En confisquant les montres et en les cachant aux autorités et aux cadres de l’entreprise, les travailleurs en lutte vont s’assurer d’avoir un moyen de pression suffisant pour garder le contrôle des lieux et éviter l’expulsion immédiate. Il faut dire que les travailleurs avaient commencé par séquestrer le syndic et les administrateurs de l’entreprise, qu’ils ont dû libérer à la suite d’une évacuation policière ordonnée par le préfet. « On venait de perdre des otages humains, il nous fallait un otage matériel » (2) concluait Charles Piaget, pragmatique.
2
Brigitte Camus-Lazaro, « Il y a vingt ans, Lip : les marches de l’utopie », Le Monde, 14 juin 1993 cité par Collombat, Benoît. « Lip, 1973 : la grande peur du patronat », Benoît Collombat éd., Histoire secrète du patronat de 1945 à nos jours. Le vrai visage du capitalisme français. La Découverte, 2014, pp. 232-241.

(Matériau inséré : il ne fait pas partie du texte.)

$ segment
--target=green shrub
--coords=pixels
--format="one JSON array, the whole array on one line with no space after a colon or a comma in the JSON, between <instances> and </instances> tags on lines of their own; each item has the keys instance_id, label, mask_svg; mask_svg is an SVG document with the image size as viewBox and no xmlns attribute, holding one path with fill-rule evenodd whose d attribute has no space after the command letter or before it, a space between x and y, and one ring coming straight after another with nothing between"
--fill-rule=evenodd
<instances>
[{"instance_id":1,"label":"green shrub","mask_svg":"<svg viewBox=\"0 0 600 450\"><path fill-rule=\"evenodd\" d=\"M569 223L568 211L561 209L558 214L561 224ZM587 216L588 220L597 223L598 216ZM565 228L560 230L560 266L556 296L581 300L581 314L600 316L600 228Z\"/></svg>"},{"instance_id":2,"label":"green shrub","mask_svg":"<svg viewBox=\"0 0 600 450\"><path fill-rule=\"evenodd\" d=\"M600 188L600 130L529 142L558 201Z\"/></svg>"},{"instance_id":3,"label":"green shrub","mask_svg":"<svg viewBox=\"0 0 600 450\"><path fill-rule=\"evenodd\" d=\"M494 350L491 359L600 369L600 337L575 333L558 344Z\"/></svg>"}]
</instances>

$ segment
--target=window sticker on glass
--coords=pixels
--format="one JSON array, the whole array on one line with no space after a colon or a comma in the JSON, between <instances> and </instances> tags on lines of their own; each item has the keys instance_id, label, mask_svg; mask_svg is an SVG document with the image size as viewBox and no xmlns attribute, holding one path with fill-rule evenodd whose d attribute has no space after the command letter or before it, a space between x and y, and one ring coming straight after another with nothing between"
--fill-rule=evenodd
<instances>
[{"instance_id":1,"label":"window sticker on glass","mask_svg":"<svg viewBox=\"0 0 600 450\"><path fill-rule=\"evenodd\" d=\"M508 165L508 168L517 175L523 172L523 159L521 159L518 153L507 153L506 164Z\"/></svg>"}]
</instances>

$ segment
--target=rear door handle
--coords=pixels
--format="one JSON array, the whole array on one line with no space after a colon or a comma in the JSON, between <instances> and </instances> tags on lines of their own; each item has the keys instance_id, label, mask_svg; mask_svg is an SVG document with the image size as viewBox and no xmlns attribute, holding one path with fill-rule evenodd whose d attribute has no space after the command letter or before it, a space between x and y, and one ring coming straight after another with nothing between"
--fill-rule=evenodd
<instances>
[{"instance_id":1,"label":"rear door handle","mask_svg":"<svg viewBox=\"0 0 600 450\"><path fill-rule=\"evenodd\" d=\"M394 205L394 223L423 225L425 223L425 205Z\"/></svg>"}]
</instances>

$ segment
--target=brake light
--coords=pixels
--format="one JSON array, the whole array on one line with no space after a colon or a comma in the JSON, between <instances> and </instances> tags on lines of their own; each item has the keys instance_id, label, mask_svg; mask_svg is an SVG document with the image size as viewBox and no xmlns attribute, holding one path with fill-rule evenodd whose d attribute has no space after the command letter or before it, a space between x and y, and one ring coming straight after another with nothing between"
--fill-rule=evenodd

Mais, associée à un large mouvement de démocratisation de la lutte, cette confiscation a des allures de gage politique : les travailleurs se réapproprient le fruit de la production pour reprendre la main sur la chaîne de commandement. Ils ne sont plus les rouages d’un large système contraignant, mais les acteurs d’une action politique partagée dont le but est à la fois de survivre et d’éviter les licenciements (3) mais aussi d’inventer un nouveau rapport au travail et de conduire une réflexion collective sur l’émancipation des travailleurs.
3
Comme le souligne justement Guillaume Gourgues, nous aurions trop vite fait de mystifier l’évènement en le considérant uniquement comme une expérimentation politique inédite et en oubliant qu’il s’agit aussi d’une stratégie de survie. Dans « Occuper son usine et produire : stratégie de lutte ou de survie ? La fragile politisation des occupations de l’usine Lip (1973-1977) », Politix, 2017/1 (n° 117), p. 117-143.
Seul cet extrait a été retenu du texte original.